Although it served Amtrak, No. 103A was never officially on the Amtrak motive power roster except as a leased unit.

Photograph by Robert Farkas

Faster Speeds Remain Elusive on Chicago-St. Louis Route

September 4, 2019

Faster speeds in the Chicago-St. Louis corridor are still several months away.

An Illinois Department of Transportation spokesman told the St. Louis Post-Dispatch that the agency hopes that Amtrak’s Lincoln Service and Texas Eagle will be able to operate at 90 miles per hour by the end of the year between a point south of Springfield and Granite City in the St. Louis metropolitan region.

Until then, though, trains in the corridor are restricted to a top speed of 79 mph.

Guy Tridgell, the IDOT spokesman, said the 90 mph top speed is expected to be implemented over the balance of the route next year.

But IDOT has declined to say when its stated goal of a 110 mph top speed will be achieved.

The agency with the help of federal funding has spent $1.95 billion over the past eight years to rebuild the tracks between Chicago and St. Louis for higher-speed service.

Most of the route is owned by freight operator Union Pacific.

Late last year, IDOT had projected that 90 mph speeds would be into effect during the summer of 2019, but that hasn’t happened.

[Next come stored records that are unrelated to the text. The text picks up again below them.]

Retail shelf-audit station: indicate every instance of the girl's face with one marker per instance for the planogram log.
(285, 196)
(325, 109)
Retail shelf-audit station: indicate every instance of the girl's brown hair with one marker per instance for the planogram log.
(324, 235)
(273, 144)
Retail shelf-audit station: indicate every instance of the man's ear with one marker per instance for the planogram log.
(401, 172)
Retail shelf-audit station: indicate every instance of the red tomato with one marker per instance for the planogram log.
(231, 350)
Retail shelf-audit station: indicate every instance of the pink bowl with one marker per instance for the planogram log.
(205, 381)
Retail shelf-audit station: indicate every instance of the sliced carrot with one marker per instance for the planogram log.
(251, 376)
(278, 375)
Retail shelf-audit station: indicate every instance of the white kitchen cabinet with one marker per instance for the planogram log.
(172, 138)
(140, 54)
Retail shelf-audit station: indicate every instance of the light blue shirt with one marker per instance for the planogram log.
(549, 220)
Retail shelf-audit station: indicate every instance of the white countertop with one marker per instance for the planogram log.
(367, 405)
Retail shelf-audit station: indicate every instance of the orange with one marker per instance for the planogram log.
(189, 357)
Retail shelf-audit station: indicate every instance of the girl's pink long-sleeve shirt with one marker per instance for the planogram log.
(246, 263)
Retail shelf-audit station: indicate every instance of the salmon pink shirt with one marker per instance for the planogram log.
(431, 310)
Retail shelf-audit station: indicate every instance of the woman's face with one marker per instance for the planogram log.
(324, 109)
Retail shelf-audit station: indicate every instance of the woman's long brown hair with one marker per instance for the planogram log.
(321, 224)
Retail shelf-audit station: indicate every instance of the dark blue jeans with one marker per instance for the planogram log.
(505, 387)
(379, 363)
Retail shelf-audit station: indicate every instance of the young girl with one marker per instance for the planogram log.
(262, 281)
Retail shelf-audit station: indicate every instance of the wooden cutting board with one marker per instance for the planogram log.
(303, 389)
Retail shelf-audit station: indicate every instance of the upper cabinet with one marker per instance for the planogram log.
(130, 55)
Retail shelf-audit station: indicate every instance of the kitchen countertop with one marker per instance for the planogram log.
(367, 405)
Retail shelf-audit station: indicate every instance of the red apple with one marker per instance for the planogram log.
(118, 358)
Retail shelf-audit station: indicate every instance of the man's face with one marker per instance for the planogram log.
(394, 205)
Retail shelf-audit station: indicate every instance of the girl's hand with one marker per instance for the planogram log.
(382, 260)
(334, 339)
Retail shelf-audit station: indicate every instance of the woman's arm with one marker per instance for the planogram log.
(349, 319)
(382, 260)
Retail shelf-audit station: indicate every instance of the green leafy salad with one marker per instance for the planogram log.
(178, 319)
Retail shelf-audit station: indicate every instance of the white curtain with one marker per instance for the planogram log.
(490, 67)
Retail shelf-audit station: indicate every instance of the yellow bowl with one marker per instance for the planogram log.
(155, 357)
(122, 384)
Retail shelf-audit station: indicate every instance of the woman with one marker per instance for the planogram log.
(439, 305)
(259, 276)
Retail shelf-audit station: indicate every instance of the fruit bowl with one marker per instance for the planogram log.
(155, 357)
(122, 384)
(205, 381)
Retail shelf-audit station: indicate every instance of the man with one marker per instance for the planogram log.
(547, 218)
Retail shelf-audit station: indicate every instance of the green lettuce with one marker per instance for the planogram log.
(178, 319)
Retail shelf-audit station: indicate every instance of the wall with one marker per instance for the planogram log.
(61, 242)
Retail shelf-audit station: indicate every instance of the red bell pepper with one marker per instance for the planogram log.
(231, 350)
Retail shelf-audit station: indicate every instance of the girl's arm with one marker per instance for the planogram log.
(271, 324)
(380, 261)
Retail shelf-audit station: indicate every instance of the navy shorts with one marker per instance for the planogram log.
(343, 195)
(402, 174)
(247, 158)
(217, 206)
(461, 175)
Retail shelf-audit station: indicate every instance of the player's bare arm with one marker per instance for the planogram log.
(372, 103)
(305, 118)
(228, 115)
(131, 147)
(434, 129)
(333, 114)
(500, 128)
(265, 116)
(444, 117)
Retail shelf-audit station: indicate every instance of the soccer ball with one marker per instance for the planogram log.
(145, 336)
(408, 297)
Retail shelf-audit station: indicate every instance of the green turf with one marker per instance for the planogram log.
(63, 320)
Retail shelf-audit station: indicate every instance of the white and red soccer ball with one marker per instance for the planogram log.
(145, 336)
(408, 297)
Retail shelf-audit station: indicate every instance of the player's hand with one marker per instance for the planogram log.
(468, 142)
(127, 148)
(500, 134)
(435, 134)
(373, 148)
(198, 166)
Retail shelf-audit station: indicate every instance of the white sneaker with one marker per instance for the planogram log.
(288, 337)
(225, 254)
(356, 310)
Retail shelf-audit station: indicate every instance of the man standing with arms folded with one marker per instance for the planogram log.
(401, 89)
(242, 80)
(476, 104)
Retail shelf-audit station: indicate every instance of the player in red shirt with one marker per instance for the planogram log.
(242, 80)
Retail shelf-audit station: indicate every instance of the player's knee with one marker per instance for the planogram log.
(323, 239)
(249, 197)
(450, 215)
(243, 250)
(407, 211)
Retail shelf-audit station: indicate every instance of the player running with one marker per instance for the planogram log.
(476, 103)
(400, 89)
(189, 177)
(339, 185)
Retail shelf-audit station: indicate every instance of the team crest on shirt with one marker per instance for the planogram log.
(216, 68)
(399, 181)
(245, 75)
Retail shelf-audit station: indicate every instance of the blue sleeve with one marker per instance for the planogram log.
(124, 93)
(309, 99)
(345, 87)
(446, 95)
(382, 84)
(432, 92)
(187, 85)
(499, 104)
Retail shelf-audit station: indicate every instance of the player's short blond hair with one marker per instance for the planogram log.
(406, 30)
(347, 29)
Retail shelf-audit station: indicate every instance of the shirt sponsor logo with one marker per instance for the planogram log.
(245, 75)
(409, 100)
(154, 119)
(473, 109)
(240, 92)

IDOT has said that a 110 top speed would cut the typical 5½-hour running time between Chicago and St. Louis by 50 minutes.

A top speed of 90 mph speeds would cut it by 15 to 20 minutes.

Officials continue to attribute the delays in implanting higher speeds in the corridor to installation and testing of a new GPS-based positive train control system.

Amtrak spokesman Marc Magliari told the Post-Dispatch that there is no guarantee that the 90 mph speeds will be reached this year.

“We have to test it and the FRA (Federal Railroad Administration) looks at our test data,” he said

Since 2010, IDOT, Amtrak and UP have installed new rails and concrete ties on the route as part of its rebuilding.

Grade crossing protection equipment has been installed to prevent vehicles from going around crossing gates.

Sidewalk gates and fencing discourage pedestrians from crossing tracks while a train is approaching.

Additional passing sidings have been installed and some double-track segments have been lengthened.

Even when faster speeds are authorized by federal regulators, northbound trains in the corridor will still endure a segment of 30-mph running near Granite City that lacks signals for 79-mph operation.